One key area of concern is intellectual property exposure. Global patent filings now exceed 3 million applications annually, according to the World Intellectual Property Organization, and companies are moving products to market faster than ever. Sheasby noted that many product teams still treat IP as a legal issue addressed late in development rather than an operational issue considered early on. "One company had built an excellent system," he recalled. "The problem was they designed directly into another company's patent space without realizing it. The redesign came after launch. That is the most expensive moment to discover a problem."
Documentation gaps create another hidden exposure. Fast-growing companies often prioritize speed over process, leading to inconsistent records. "In litigation, missing documentation changes everything," Sheasby said. "People assume they will remember why decisions were made. They rarely do." He pointed to one dispute where the side with clearer development records had a major advantage, emphasizing that "documentation mattered more than people expected."
Communication failures also scale faster than products. As teams grow, engineers, legal, executives, and operations groups often start speaking different languages internally. "A lot of problems start because one group assumes another group is handling something," Sheasby explained. "Nobody realizes the gap until pressure hits." Research from the Project Management Institute has estimated that ineffective communication is a major contributor to failed projects across industries. In one case, critical assumptions about licensing obligations were not communicated across teams, leading to expensive misunderstandings.
Rapid scaling multiplies weak systems. Processes that work for 20 people often fail with 200. "Small operational shortcuts become structural problems later," Sheasby said. "Growth amplifies whatever is already weak." He cautioned that adding layers of process without clear ownership can create confusion rather than control.

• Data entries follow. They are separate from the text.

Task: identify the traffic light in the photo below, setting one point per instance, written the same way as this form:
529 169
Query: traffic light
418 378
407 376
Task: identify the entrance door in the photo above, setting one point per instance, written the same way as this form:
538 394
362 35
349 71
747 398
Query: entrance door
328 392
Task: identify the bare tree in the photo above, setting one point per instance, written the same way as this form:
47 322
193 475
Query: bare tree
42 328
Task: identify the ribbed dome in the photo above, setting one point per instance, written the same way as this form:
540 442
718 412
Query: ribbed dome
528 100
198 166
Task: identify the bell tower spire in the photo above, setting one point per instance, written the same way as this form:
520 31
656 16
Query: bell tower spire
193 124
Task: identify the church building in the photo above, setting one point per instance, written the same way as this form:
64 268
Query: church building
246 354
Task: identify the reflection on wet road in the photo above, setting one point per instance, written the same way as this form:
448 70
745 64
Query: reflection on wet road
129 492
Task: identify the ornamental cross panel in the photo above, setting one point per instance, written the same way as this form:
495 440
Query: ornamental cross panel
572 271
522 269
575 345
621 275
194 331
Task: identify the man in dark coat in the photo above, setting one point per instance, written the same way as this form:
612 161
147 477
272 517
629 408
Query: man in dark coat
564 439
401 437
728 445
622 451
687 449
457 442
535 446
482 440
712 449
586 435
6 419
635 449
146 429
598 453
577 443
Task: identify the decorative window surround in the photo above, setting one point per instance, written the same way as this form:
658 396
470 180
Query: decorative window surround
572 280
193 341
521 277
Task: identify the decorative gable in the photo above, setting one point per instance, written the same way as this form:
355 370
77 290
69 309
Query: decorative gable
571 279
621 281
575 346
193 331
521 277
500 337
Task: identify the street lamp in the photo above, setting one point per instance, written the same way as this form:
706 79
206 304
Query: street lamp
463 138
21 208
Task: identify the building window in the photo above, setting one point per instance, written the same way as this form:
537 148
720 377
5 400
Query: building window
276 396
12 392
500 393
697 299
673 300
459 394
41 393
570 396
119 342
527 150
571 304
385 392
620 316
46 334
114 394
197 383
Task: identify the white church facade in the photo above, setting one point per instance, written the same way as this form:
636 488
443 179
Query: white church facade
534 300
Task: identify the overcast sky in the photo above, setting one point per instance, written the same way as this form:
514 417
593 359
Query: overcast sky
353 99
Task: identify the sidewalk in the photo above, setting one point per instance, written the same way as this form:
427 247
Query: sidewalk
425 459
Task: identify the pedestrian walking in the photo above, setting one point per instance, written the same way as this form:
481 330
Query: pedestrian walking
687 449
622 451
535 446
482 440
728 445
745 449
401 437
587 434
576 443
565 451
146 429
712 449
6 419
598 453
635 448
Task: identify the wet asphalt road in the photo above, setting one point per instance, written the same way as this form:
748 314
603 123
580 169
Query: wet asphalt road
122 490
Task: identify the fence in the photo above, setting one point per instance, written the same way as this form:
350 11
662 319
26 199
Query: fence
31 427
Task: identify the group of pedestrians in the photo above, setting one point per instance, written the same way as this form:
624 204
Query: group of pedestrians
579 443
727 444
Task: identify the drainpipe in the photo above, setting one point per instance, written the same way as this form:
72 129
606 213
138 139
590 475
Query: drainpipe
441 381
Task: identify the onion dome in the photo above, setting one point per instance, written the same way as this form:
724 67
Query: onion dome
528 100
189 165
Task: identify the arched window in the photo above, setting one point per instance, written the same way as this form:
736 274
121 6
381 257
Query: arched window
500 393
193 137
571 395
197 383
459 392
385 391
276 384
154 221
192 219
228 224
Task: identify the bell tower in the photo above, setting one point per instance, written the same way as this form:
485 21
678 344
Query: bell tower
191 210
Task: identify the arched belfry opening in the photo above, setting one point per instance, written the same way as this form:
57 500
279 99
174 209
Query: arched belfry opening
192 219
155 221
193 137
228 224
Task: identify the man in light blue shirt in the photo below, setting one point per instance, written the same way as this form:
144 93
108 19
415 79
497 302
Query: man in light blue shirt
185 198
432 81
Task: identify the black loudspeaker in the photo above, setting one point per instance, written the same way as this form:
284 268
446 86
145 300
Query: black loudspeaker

Artificial intelligence is accelerating these pressures by increasing the speed and volume of decisions. "AI can help identify patterns," Sheasby noted. "It does not fix unclear accountability or poor communication." He believes many organizations underestimate the operational strain when technology moves faster than internal alignment. "The systems supporting the company have to mature at the same pace as the technology," he said. "That is where many businesses fall behind."
Sheasby advises companies to pay attention to operational clarity early, before problems become visible. "Most operational failures don't arrive all at once," he concluded. "They build quietly in the background until something forces them into the open."